All the other languages just leak their abstractions to you, java quietly doesn't.
Sure, java is kinda ugly language, you can use a different JVM language, all good.
Don't get me wrong, love python, rust, dart etc, but JVM is nice for this.
The next decade will be a proliferation of hackers having fun with io_uring coming up with all sorts of patterns.
My trite slop bashing was days ago:
https://news.ycombinator.com/item?id=47862726
I didn't coin that term, the Oxide folks did: https://rfd.shared.oxide.computer/rfd/0609. I want to emphasize that I don't think futurelocks represent a "fundamental mistake" or anything like that in Rust's async model. Instead, I believe they can be fixed reliably with a combination of some new lint rules and some replacement helper functions and macros that play nicely with the lints.
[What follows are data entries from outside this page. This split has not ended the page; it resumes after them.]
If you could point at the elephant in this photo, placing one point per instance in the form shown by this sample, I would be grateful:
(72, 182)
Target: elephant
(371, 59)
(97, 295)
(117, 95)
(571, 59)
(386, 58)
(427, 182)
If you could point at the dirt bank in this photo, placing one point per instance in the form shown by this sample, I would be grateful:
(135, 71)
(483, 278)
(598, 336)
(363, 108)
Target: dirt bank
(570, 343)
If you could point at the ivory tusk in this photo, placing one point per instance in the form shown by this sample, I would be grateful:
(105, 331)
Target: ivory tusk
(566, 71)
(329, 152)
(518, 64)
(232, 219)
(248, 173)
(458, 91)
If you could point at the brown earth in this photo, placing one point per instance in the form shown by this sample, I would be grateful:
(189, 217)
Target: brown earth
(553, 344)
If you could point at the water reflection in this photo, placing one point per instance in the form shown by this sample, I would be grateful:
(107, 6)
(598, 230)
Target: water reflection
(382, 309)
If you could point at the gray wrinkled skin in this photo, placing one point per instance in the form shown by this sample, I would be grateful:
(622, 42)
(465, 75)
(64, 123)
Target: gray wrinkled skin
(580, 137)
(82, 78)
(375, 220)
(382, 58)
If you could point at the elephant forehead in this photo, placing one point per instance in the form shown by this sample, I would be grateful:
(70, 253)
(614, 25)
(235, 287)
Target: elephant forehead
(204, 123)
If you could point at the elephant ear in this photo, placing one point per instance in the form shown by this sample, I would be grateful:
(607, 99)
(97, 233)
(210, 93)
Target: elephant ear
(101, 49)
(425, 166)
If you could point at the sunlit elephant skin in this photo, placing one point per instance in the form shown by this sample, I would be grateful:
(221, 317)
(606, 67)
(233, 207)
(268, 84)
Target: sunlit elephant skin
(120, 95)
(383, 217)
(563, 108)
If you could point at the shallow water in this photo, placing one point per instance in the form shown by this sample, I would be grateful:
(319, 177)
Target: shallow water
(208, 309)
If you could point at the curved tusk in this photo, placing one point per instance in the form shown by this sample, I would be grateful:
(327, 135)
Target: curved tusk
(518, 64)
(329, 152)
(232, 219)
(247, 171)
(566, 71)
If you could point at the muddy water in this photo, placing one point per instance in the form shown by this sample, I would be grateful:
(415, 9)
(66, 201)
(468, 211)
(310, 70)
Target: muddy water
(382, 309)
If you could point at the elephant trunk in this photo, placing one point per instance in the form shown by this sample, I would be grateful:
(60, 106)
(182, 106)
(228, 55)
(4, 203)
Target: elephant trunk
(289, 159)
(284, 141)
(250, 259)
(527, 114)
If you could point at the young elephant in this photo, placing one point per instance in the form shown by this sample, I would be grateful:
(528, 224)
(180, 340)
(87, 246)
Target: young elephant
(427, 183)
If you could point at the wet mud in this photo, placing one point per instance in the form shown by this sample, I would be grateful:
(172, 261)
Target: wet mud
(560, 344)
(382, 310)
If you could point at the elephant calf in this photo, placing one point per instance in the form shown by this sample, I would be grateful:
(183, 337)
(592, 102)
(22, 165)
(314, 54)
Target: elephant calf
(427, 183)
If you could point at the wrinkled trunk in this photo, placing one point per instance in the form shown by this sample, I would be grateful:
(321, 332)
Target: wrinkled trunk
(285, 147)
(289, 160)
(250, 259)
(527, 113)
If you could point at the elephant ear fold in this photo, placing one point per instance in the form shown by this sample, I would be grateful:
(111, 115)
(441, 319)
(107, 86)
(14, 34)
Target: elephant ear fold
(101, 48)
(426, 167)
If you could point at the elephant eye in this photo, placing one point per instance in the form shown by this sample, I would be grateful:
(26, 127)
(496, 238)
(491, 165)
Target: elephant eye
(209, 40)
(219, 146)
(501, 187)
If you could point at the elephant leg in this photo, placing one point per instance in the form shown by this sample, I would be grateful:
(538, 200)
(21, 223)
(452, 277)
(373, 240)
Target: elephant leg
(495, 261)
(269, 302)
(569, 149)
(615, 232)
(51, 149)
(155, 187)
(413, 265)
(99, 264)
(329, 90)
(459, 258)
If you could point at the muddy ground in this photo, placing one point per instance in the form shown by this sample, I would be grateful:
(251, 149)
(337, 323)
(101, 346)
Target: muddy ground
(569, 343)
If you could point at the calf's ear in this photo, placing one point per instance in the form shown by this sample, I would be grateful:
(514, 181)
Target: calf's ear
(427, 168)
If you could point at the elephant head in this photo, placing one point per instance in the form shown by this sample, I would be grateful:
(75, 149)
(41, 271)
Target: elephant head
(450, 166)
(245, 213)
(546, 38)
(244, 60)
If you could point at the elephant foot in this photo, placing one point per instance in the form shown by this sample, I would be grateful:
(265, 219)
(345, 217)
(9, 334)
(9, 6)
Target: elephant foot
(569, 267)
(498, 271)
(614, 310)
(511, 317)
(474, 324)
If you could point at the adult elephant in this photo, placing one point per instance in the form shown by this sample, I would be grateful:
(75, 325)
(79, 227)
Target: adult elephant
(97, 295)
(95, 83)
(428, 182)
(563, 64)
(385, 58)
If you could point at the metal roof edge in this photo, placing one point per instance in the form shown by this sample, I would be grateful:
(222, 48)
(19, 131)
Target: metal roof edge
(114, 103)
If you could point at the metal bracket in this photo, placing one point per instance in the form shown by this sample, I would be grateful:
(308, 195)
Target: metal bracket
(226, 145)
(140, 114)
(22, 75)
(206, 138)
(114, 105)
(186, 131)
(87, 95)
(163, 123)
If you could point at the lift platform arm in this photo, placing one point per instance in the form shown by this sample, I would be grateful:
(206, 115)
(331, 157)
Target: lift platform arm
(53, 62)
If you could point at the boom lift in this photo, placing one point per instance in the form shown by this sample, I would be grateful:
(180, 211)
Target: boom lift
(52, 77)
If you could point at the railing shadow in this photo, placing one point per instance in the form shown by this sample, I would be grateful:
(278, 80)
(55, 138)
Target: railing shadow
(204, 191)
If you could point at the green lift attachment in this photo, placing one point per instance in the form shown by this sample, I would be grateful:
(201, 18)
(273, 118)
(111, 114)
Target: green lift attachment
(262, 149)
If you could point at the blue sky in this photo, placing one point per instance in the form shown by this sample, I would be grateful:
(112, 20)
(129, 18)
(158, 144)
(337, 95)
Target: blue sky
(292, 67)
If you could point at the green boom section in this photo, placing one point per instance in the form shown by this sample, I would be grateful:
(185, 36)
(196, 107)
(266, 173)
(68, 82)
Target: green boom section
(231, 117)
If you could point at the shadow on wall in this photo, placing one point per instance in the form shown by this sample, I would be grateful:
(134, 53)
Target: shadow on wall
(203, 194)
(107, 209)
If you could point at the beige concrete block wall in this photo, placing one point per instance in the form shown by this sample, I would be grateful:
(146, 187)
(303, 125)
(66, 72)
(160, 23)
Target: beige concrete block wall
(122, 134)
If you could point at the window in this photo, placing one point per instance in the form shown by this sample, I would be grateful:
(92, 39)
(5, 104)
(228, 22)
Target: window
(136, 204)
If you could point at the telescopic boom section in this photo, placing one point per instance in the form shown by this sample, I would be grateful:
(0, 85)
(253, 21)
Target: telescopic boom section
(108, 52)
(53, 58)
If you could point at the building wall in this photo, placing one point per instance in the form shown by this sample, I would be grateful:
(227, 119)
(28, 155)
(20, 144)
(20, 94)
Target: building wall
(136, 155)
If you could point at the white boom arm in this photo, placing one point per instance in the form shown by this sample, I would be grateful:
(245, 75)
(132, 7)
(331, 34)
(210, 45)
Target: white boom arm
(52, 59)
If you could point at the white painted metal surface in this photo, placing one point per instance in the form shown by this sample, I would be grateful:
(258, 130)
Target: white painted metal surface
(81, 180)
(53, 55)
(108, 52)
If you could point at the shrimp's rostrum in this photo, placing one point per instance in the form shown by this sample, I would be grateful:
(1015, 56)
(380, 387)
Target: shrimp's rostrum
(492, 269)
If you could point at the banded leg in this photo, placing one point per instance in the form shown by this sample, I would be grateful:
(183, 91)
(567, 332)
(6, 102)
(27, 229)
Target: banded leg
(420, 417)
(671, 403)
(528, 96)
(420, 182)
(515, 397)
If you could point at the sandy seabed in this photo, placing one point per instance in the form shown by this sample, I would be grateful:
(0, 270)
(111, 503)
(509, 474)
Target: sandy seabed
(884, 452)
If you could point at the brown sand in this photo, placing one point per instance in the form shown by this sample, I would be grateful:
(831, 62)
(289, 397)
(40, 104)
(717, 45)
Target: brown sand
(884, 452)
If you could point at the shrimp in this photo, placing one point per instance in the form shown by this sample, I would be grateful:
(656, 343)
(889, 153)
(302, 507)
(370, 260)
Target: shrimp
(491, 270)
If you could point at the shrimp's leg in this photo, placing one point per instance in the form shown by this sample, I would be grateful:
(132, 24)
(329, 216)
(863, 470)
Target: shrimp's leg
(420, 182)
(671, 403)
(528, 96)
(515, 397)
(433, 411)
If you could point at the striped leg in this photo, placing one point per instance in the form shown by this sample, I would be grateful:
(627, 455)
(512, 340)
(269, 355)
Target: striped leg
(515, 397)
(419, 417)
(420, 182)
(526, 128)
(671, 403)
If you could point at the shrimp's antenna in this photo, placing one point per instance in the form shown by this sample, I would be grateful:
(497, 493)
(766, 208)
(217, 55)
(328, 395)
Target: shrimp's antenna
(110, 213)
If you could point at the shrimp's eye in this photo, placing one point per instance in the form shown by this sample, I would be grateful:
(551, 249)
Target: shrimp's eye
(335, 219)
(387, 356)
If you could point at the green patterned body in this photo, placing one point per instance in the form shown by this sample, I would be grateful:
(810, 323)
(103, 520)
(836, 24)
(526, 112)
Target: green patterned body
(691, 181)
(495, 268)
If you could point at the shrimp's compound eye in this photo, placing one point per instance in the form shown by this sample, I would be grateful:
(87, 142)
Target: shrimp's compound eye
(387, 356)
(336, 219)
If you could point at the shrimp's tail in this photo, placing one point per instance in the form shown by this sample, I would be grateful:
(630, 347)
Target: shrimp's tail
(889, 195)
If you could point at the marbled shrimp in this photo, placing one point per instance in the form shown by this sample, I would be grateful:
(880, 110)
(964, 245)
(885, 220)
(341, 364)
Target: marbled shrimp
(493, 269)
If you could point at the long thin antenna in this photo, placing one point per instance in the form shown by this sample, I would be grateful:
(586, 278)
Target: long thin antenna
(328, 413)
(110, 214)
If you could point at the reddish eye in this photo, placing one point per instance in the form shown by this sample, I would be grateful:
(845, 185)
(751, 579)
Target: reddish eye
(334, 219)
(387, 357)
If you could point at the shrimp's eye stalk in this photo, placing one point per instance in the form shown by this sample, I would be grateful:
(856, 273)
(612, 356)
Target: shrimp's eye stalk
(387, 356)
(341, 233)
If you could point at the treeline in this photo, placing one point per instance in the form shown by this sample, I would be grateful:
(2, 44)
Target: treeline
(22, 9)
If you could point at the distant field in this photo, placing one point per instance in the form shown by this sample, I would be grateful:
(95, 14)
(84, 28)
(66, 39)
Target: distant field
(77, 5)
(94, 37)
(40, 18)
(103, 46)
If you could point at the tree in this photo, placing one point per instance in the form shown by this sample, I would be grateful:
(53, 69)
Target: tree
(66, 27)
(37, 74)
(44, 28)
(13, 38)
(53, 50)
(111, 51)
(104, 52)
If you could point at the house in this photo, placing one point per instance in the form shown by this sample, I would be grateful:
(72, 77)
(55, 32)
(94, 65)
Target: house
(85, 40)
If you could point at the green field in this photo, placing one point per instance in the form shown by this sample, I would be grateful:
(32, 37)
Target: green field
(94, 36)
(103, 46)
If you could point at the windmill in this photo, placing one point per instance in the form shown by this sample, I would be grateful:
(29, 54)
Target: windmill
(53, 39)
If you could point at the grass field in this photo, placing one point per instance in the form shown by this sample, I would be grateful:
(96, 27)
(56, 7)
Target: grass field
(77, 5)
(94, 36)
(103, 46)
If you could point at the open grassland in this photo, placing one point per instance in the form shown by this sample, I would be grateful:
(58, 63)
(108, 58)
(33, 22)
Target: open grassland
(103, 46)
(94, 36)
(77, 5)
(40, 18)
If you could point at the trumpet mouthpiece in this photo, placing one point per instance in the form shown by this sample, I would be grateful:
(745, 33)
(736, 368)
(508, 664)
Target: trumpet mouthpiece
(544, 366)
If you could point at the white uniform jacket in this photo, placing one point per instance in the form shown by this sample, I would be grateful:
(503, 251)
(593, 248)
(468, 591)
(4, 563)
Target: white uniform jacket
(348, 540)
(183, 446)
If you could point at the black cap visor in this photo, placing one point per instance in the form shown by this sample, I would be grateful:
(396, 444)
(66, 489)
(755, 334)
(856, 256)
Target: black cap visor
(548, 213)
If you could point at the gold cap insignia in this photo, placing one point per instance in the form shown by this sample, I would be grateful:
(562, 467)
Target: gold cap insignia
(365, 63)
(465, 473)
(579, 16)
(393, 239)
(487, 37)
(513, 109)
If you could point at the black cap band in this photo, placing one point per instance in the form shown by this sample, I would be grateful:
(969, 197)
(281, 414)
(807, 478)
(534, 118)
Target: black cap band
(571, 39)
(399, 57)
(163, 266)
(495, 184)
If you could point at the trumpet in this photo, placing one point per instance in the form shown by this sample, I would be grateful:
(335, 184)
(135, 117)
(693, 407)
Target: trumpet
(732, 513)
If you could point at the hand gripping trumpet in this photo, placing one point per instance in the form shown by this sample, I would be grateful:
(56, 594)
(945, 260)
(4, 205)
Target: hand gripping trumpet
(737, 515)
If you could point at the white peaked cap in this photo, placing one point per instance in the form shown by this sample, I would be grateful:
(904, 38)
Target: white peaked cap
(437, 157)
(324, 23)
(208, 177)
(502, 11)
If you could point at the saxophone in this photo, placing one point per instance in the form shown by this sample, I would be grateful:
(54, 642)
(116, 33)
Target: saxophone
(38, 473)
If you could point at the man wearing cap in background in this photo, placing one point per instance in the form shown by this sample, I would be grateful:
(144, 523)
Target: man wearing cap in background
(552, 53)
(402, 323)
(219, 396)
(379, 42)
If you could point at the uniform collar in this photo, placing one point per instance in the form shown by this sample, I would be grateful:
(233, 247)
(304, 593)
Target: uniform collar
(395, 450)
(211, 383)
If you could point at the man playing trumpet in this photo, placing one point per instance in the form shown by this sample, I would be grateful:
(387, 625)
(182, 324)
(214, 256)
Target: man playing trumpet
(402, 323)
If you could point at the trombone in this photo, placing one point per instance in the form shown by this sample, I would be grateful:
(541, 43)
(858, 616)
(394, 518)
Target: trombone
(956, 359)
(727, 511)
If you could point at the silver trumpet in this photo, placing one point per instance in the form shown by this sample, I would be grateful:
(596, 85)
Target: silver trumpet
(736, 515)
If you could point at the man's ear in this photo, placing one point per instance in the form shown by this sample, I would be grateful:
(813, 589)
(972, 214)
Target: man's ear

The one part of async Rust that I think will need somewhat painful changes is Stream/AsyncIterator (https://github.com/rust-lang/rust/issues/79024#issuecomment-...), but those aren't yet stable, so hopefully some transition pain is tolerable there.
> The pattern scales poorly beyond small examples. In a real application with dozens of async calls, determining which operations are independent and can be parallelized requires the programmer to manually analyze dependencies and restructure the code accordingly.
I think Rust is in an interesting position here. On the one hand, running things concurrently absolutely does take deliberate effort on the programmer's part. (As it does with threads or goroutines.) But on the other hand, we have the borrow checker and its strict aliasing rules watching our back when we do choose to put in that effort. Writing any sort of Rust program comes with cognitive overhead to keep the aliasing and mutation details straight. But since we pay that overhead either way (for better or worse), the additional complexity of making things parallel or concurrent is actually a lot less.
> At the function level, adding a single i/o call to a previously synchronous function changes its signature, its return type, and its calling convention. Every caller must be updated, and their callers must be updated.
This is part of the original function coloring story in JS ("you can only call a red function from within another red function") that I think gets over-applied to other languages. You absolutely can call an async function from a regular function in Rust, by spinning up a runtime and using `block_on` or similar. You can also call a regular function from an async function by using `spawn_blocking` or similar. It's not wonderful style to cross back and forth across that boundary all the time, and it's not free either. (Tokio can also get mad at you if you nest runtimes within one another on the same thread.) But in general you don't need to refactor your whole codebase the first time you run into a mismatch here.
Java has this too.
Sure, it comes with its own issues like large stacks (10k copy of nearly the same stack?) and I predict a memory coloring in the future (stack variables or even whole frames that can opt out from being copied across virtual threads).
Don't get me started on how you need to move "blocking" work to separate thread pools, including any work that has the potential to take some CPU time, not even necessarily IO. I get it, but it's another significant papercut, and your tail latency can be destroyed if you missed even one CPU-bound algorithm.
These may have been the right choices for Rust specifically, but they impair quality of life way too much in the course of normal work. A few years ago, I had hope this would all trend down, but instead it seems to have asymptoted to a miserable plateau.
This isn't true at all. The Send+Sync+'static is basically the limitation of tokio::spawn
https://emschwartz.me/async-rust-can-be-a-pleasure-to-work-w...
Change the executor, and the bound changes.
what bother me the most, is that aside from async, I _really_ do like the language and appreciate what its trying to do. otherwise I would just turn away from the whole mess. this just landed really badly.
It's 2026 and I'm starting to hate the internet.